Of course, Saints preserve us, if we hadn't seen Riverdance, or had to admit to ourselves that the quirky haters of the See of Rome, and Irish oft bald-diva renown the Right Rev. O'Conner were all, perhaps, a smidgen angelic and probably a-heap-o-nutty, we wouldn't drink ale at this dive, or any it resembles. We would also have to admit the terrible truth that U2, a band we honestly like, is just mildly talented, with a very charismatic generous singer and a guitar player with a gift for memorably endless, though not tiring, repetitive riffs. Pubs are, for now and deservedly, cool.

Michael's Pub is not truly, after all the above, one of those places. It sits in a run down area the City Government has put on the back burner for so long that they
invented an in-tray, in an office, in which no one works. All letters, faxes, e-mails, phone calls, notices, crime reports, complaints, autopsy files, arrest warrants, law suits, tax assessments, and anything else pertaining to the nine block square down by the Rivers edge is given to a person, to work on, that does not exist. It is a neighborhood inhabited by those that do not want to be noticed, or found. It is a very interesting and convenient place, within a very large city, indeed. A place filled with vaguely Christian storefront-churches, here today - gone tomorrow, soup kitchens, seedy Minus-A hotels, graffiti covered warehouses, with doors that open to black cars, out of state trucks, shady shadow people, and lock up so fast that the dark interiors are never seen. The, mostly unknown, proprietors of said nondescript warehouse businesses are purveyors of most anything labeled, for legal purposes, contraband.

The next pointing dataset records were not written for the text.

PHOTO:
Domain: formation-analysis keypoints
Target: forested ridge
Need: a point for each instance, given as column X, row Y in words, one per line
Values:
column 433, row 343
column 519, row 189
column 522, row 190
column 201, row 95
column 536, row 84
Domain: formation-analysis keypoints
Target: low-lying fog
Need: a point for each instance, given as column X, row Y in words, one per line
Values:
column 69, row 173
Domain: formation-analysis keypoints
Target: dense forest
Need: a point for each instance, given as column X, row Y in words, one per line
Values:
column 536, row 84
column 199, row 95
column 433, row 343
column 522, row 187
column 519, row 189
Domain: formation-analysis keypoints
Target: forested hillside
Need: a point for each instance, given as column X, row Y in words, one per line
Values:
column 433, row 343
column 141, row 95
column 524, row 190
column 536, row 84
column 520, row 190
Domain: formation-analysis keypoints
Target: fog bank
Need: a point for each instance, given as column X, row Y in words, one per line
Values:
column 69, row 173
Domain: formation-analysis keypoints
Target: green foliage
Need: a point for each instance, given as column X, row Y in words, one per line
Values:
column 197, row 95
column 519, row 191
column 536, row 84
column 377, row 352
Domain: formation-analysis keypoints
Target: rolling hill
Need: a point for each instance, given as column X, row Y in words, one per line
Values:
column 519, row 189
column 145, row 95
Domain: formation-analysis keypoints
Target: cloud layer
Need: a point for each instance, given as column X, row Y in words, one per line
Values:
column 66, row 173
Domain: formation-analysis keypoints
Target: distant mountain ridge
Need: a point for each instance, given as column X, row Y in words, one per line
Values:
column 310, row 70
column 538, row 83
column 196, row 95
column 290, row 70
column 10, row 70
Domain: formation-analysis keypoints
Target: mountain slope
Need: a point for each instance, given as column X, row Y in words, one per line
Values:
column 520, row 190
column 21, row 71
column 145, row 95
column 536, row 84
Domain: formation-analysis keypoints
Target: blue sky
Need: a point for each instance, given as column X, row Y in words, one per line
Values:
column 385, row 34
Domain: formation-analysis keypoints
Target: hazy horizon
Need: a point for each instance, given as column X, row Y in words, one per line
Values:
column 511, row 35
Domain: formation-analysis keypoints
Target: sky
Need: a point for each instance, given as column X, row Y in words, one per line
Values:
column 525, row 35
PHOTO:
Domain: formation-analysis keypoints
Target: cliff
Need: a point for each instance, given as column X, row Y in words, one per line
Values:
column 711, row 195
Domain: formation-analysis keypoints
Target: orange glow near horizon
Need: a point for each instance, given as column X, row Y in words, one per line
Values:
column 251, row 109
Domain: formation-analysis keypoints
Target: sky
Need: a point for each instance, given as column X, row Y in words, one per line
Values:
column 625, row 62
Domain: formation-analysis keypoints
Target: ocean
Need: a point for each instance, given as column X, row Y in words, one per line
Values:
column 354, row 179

There is a Café, with a C rating from 1983. The rating was given because the plates and silverware didn't match, not because of cleanliness. The place is always spotless, but no one from Downtown has been down here, since the last inspection, to see the new china and cutlery. An ex-cop, Johnny O'Shea, runs the Eatery. Of whom, 'tis said, got caught taking a bribe, did some time, learned a lot about cooking while in the joint, and came back to live in the environs of his old beat.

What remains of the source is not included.